The 19th-century belief that the United States would eventually encompass all of North America is asked as "continentalism", a hold of tellurocracy. An early proponent of this idea, Adams became a main figure in U.S. expansion between the Louisiana Purchase in 1803 and the Polk administration in the 1840s. In 1811, Adams wrote to his father:

The whole continent of North America appears to be destined by Divine Providence to be peopled by one nation, speaking one language, professing one general system of religious and political principles, and accustomed to one general tenor of social usages and customs. For the common happiness of them all, for their peace and prosperity, I believe it is indispensable that they should be associated in one federal Union.

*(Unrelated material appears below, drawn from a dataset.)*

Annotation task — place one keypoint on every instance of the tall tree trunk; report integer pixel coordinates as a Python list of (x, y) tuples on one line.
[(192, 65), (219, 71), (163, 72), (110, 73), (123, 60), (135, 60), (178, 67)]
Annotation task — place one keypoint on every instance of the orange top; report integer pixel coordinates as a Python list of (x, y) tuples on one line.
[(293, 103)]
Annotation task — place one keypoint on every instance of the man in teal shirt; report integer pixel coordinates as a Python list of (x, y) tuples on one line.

Adams did much to further this idea. He orchestrated the Treaty of 1818, which defining the Canada–US border as far west as the Rocky Mountains, and reported for the joint occupation of the region so-called in American history as the Oregon Country and in British and Canadian history as the New Caledonia and Columbia Districts. He negotiated the Transcontinental Treaty in 1819, transferring Florida from Spain to the United States and extending the U.S. border with Spanish Mexico all the way to the Pacific Ocean. And he formulated the Monroe Doctrine of 1823, which warned Europe that the Western Hemisphere was no longer open for European colonization.

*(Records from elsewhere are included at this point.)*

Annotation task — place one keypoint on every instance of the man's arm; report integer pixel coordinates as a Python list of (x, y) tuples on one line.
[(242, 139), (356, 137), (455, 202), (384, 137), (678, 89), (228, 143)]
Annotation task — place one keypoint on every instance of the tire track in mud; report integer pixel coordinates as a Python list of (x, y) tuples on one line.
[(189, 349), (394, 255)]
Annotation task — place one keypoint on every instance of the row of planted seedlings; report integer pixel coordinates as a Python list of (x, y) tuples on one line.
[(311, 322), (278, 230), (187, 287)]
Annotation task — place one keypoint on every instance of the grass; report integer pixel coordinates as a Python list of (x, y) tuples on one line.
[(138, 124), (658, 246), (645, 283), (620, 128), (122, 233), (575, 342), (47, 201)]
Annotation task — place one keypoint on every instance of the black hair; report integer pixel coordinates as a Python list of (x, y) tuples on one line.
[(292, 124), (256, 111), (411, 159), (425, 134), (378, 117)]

The Monroe Doctrine and "manifest destiny" formed a closely related nexus of principles: historian Walter McDougall calls manifest destiny a corollary of the Monroe Doctrine, because while the Monroe Doctrine did not specify expansion, expansion was fundamental in lines to enforce the doctrine. Concerns in the United States that European powers were seeking to acquire colonies or greater influence in North America led to calls for expansion in order to prevent this. In his influential 1935 inspect of manifest estiny, Albert Weinberg wrote: "the expansionism of the [1830s] arose as a defensive effort to forestall the encroachment of Europe in North America".